Fantastically, our modern obsession with truth-tables when studying logic comes from exactly this misreading! (Which also lead to Wittgenstein quitting philosophy for years.)

1 comments

Wittgenstein was initially received by Bertrand Russell, and by the various positivists of the time as a possible intellectual giant who could champion their various projects. But he sews the seeds in the end of the Tractatus of the criticisms that would be developed more fully in his Philosophical Investigations, which is sometimes read as a repudiation of his own earlier work.

I don't think he intended with his ladder metaphor to fully repudiate the Tractatus, I think the purpose of the Tractatus evolved over the course of him writing it.
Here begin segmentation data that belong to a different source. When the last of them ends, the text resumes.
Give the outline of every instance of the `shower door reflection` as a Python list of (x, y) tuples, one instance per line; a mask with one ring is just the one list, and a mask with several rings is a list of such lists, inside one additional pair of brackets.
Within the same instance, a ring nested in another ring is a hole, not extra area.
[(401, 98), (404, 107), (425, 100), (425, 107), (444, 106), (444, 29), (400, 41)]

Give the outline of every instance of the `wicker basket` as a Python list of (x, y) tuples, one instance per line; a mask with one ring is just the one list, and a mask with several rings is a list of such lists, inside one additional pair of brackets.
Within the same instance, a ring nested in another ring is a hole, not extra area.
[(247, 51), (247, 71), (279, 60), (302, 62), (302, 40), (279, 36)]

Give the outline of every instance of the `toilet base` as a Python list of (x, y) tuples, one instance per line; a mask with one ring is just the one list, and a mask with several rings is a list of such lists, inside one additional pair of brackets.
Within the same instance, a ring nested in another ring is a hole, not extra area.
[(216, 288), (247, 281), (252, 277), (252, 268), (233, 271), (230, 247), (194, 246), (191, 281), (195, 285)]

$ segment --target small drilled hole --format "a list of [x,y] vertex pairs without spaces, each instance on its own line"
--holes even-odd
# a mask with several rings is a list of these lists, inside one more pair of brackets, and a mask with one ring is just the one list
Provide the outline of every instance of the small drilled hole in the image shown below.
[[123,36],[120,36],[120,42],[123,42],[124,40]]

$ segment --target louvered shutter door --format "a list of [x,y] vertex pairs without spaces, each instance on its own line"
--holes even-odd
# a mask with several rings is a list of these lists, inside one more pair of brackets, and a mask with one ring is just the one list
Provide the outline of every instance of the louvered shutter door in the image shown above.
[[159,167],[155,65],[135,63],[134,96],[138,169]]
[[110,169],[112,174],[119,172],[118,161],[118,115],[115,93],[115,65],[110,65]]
Otherwise the second half of his philosophical career would have just been an endorsement of the Tractatus rather than retrospective criticisms of it.

The tractatus isn't like the blue and brown notebooks, where we just grabbed random notes of his after he died and published them for future generations to study. It's an intentional published work. He means everything he says in it the moment it is published.

He _definitely_ evolves the view presented throughout the course of the tractatus, but this is intentional, walking the reader up the ladder, the last step of which is throwing the ladder (the tractatus) away.

The relation between early and late Wittgenstein more complex than outright repudiation. Immediately after the tractatus he thought he solved the problems of philosophy, and later came to realize simply destroying the positivist project was not ask there was the problem of philosophy.

On Russell, hilariously, he would organize readings of the tractatus with the Vienna circle. Wittgenstein would be so furious with their interpretation he would sit the room with his back to them and talk Indian poetry aloud.